My teacher wanted us to try to attempt to prove this. So I noticed the summation on the left represents SST (total sum of squares) and on the right I noticed the second summation was the measure in variability of the y's in the linear regression term. However what is that first summation? Also how can I manipulate the right side to get the left side?
-
1What is $\bar{Y}_i$? – David May 05 '16 at 14:54
-
I'm honestly very confused.. because that first summation poses very similar to Yi with ^ but my teacher wrote a bar instead. Do you think it was an error? – Lil May 05 '16 at 14:56
-
1Yeah usually it is written $\sum_{i} (Y_i - \bar{Y})^2 = \sum_i (Y_i - \hat{Y}_i)^2 + \sum_i (\hat{Y}_i - \bar{Y})^2$ i.e. SST = SSR + SSE. Check out https://en.wikipedia.org/wiki/Coefficient_of_determination – David May 05 '16 at 15:01
-
yeah that's what I have noticed from online... this is to represent anova, correct? – Lil May 05 '16 at 15:01
-
http://www.robots.ox.ac.uk/~fwood/teaching/W4315_Fall2010/Lectures/lecture_6/lecture_6.pdf So I'm following the solution to the proof here.
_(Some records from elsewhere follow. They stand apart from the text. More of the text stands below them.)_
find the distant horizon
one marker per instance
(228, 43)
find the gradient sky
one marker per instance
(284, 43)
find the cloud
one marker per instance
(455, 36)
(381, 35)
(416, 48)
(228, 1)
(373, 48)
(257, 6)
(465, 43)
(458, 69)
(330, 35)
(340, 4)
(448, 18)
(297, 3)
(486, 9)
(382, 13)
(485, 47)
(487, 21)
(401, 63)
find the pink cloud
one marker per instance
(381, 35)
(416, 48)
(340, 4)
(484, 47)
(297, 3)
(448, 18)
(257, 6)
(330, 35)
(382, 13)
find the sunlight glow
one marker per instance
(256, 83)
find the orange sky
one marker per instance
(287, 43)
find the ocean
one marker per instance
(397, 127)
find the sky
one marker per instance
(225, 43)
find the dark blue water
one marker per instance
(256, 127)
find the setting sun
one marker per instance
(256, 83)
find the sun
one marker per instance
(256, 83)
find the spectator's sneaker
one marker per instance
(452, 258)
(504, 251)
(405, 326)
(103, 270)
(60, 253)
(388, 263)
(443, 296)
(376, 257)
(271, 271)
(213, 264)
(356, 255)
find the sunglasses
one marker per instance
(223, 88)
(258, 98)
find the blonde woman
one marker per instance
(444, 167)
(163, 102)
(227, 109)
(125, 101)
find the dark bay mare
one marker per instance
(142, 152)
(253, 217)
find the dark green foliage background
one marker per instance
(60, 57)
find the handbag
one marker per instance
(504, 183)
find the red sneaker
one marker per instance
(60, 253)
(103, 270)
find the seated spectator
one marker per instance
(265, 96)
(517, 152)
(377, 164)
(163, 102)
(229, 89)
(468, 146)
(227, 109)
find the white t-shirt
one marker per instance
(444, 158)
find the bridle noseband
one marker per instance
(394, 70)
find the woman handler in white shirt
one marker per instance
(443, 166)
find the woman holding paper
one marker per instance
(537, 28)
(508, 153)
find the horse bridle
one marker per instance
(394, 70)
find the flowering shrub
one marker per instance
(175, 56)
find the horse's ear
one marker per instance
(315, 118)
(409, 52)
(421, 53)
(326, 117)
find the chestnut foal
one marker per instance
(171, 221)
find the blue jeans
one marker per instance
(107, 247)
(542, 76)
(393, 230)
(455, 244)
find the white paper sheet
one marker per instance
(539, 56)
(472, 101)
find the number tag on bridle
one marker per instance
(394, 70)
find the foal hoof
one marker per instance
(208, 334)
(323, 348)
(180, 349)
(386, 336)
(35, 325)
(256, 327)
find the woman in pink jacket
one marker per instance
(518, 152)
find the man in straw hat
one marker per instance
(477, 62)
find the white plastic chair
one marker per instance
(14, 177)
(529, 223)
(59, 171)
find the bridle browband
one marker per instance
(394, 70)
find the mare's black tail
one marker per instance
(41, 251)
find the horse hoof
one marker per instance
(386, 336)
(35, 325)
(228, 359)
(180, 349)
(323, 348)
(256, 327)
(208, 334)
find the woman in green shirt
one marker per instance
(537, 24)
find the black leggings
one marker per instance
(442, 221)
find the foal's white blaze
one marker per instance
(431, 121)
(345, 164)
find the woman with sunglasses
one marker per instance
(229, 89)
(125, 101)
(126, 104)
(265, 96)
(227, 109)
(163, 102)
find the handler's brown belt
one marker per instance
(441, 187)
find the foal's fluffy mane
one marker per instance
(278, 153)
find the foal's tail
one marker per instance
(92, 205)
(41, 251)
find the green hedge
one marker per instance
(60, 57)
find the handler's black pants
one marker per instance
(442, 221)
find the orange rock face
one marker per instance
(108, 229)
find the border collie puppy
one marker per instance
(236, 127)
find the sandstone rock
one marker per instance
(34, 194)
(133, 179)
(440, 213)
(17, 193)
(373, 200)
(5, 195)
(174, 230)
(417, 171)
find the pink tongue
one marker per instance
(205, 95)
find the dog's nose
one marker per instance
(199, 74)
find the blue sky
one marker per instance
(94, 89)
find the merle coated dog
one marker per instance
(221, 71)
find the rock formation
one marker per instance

Do you know how they got the line after they factored the summation? – Lil May 05 '16 at 15:20
-
@Lil Does the answer help or not ? – callculus42 May 05 '16 at 19:14
2 Answers
$\sum_{i=1}^n(y_i-\overline y)^2=\sum_{i=1}^n((\hat y_i-\overline y)+(y_i - \hat y_i))^2$
$=\sum_{i=1}^n((\hat y_i-\overline y)^2+2(\hat y_i-\overline y)(y_i-\hat y_i)+(y_i-\hat y_i)^2)$
$\sum_{i=1}^n(\hat y_i-\overline y)^2+\sum_{i=1}^n(y_i-\hat y_i)^2+2\sum_{i=1}^n(y_i-\hat y_i)(\hat y_i-\overline y)$
$\sum_{i=1}^n(\hat y_i-\overline y)^2+\sum_{i=1}^n(y_i-\hat y_i)^2+2\sum_{i=1}^n(y_i-\hat y_i)(\hat\beta_0+\hat\beta_1x_{i1}+\hat\beta_2x_{i2}+...+\hat\beta_mx_{im}-\overline y)$
Now let $\hat u_i=y_i-\hat y_i$
$\sum_{i=1}^n(\hat y_i-\overline y)^2+\sum_{i=1}^n(y_i-\hat y_i)^2+2\sum_{i=1}^n\hat u_i(\hat\beta_0+\hat\beta_1x_{i1}+\hat\beta_2x_{i2}+...+\hat\beta_mx_{im}-\overline y)$
$\sum_{i=1}^n(\hat y_i-\overline y)^2+\sum_{i=1}^n(y_i-\hat y_i)^2+2(\hat\beta_0-\overline y)\cdot \sum_{i=1}^n \hat u_i+2\hat\beta_1 \sum_{i=1}^n \hat u_ix_{i1}+2\hat\beta_2 \sum_{i=1}^n \hat u_ix_{i2}+...+2\hat\beta_m \sum_{i=1}^n \hat u_ix_{im}$
It is $\sum_{i=1}^n \hat u_i=0$ and $\sum_{i=1}^n \hat u_ix_{ij}=0 \ \ \forall j=1,2,...,m$
Finally it becomes
$\sum_{i=1}^n(y_i-\overline y)^2=\sum_{i=1}^n(\hat y_i-\overline y)^2+\sum_{i=1}^n(y_i-\hat y_i)^2$
- 31,012
-
1In the proof, before "Finally";
Sigma1n Uihat=0has a proof here:http://math.stackexchange.com/questions/494181/why-the-sum-of-residuals-equals-0-when-we-do-a-sample-regression-by-ols I could not see why the latter holds: For allj=1,...,.mSigma1n UihatXij=0– Erdogan CEVHER Nov 21 '16 at 08:26 -
1Now, I got it. In the same link, the partial derivative wrt to b gives the second fact above, i.e., For all
j=1,...,.mSigma1n UihatXij=0. It would be better the answer included the proofs of these 2 facts as well. – Erdogan CEVHER Nov 21 '16 at 08:48 -
1@ErdoganCEVHER It seems that it wasn´t required, otherwise the OP would have asked for it. With you hints an interested reader can have a look to it. Anyway your comments are helpful. – callculus42 Nov 21 '16 at 09:13
Here's an elementary proof that SST = SSR + SSE in the case of simple linear regression.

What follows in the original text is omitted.